After executing above code I get following sets of labels:

[0, 1, 2, 3, 4, 5, 6, 7, 8, 9, 10, 11, 12, 13, 14, 15, 16, 17, 18, 19, 20, 21, 22, 23, 24, 25, 26, 27, 28, 29, 30, 31, 32, 33, 34, 35, 36, 37, 38, 39, 40, 41, 42, 43, 44, 45, 46, 47, 48, 50, 51, 52, 53, 55, 57, 58, 59, 60, 61, 62, 63, 64, 65, 66, 67, 68, 69, 71, 72, 73, 74, 75, 77, 80, 81, 82, 83, 85, 86, 87, 88, 89, 90, 95, 96, 97, 98, 100, 102, 103, 104, 105, 108, 109, 110, 113, 117, 120, 121, 123, 124, 126, 129, 130, 139, 150]

This is basically all pixels from 0 to 150.

While when is_transforms = False,

dst_adek = CustomDataset()
img, mask = dst_adek[0]
mask = np.array(mask)
#plt.imshow(label2rgb(mask))
print(np.unique(mask))

I get these sets of labels:

[  0   1   4   5   6  13  18  32  33  43  44  88  97 105 126 139 150]

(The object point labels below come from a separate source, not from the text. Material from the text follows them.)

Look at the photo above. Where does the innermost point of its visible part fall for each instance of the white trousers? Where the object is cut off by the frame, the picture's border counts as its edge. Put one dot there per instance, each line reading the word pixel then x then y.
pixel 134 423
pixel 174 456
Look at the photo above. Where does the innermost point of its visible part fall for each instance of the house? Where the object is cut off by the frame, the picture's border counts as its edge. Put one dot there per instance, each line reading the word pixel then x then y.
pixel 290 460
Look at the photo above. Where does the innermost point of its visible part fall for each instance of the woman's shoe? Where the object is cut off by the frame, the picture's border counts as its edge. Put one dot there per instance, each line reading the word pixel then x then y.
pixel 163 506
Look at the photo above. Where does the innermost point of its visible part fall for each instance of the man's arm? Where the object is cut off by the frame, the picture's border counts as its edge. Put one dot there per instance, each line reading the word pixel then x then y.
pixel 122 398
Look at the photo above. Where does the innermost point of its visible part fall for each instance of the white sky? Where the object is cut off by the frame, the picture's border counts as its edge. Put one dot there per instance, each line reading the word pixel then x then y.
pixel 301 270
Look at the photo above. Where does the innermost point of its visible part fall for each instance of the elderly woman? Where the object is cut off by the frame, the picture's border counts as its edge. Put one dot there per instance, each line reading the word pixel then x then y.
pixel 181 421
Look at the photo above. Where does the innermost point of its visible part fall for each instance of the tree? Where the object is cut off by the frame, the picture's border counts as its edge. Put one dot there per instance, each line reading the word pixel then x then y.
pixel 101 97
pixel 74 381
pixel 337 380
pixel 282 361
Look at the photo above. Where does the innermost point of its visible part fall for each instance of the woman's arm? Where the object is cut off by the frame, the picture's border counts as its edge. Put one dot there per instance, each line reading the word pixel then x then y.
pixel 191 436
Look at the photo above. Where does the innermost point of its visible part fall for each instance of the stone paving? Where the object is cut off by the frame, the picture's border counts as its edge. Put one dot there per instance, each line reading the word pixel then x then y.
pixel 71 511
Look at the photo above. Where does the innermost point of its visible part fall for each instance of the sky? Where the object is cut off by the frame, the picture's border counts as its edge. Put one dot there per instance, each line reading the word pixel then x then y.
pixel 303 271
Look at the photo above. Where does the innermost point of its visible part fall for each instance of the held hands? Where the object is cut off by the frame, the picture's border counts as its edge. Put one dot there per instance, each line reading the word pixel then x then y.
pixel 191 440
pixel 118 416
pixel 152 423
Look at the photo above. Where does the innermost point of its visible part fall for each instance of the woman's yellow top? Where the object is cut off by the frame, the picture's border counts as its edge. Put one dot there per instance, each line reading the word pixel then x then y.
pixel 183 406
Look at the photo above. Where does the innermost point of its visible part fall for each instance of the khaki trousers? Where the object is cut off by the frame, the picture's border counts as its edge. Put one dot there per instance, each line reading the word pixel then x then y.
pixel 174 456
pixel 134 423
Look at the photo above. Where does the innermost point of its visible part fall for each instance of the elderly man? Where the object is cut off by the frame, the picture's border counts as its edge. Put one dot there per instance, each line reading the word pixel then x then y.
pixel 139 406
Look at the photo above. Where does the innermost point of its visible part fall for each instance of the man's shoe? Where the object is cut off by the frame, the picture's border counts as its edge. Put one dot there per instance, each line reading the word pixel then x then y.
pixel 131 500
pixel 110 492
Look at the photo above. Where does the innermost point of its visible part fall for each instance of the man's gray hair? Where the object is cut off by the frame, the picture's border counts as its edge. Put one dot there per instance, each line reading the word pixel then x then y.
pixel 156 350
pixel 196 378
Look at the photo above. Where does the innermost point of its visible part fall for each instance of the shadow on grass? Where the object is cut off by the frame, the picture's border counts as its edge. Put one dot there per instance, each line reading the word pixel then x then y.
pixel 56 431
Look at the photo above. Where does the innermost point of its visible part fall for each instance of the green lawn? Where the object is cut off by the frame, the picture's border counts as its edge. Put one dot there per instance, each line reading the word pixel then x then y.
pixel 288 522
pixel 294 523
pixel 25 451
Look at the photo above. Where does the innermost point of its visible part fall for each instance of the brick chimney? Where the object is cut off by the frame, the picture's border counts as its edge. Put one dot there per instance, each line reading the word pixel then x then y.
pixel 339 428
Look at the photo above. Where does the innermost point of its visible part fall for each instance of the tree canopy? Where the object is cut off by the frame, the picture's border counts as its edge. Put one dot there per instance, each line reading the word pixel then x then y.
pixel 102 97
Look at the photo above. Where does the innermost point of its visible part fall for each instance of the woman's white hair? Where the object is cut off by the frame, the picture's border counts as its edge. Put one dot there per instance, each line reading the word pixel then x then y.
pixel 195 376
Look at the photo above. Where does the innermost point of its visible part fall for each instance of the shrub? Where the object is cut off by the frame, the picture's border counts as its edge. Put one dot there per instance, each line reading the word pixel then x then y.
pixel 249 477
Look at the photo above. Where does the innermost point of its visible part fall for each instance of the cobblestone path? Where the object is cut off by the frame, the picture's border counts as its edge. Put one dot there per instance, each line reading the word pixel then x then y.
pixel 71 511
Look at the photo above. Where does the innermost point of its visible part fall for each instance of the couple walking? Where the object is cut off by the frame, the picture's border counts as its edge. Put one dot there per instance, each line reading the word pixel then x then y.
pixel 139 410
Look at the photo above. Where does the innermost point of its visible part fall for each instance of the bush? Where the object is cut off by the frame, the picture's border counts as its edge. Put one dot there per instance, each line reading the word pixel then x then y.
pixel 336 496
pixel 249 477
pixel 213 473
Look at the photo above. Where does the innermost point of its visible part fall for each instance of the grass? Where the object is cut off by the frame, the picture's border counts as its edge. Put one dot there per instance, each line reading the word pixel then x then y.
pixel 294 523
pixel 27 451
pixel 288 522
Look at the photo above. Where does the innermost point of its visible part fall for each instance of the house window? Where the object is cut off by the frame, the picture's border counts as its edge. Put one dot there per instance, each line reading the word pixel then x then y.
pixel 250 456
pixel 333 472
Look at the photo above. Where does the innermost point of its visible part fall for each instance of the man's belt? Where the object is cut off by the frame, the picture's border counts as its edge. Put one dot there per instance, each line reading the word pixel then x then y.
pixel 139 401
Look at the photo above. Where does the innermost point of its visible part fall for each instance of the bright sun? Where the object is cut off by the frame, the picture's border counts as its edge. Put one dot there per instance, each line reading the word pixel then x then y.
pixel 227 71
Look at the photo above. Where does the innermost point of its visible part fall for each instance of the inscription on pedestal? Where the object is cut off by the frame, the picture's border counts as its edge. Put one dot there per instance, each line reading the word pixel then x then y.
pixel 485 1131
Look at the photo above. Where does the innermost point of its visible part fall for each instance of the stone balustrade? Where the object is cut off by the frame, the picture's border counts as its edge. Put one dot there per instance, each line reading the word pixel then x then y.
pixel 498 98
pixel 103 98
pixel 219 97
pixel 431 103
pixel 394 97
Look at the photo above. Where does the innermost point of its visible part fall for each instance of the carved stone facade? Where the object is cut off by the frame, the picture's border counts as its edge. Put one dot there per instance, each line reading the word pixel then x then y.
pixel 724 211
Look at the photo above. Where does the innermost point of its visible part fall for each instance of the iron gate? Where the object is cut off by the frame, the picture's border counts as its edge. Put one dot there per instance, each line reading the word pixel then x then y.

So It is not good to use transforms on the mask and only use that on the images?

1 Like

I got the answer and really sorry for posting the doubt without doing more work which I should have done.
Initially, I thought that converting images to tensor is distorting my mask, which is not because I am using torch.from_numpy. It was because of resizing. It seems default interpolation in transforms.Resize() is Image.BILINEAR, which in turn is changing the pixel values of masks.
Changing the line

resize = transforms.Resize(size = self.img_size)

to

resize = transforms.Resize(size = self.img_size, interpolation=Image.NEAREST)

solves my problem.

I am again sorry for this silly doubt but I think it might be helpful for someone else in the community.

3 Likes

Mask/Faster R-CNN use torch.functional.interpolate under the hood, images with bilinear and masks with nearest method, you should try that.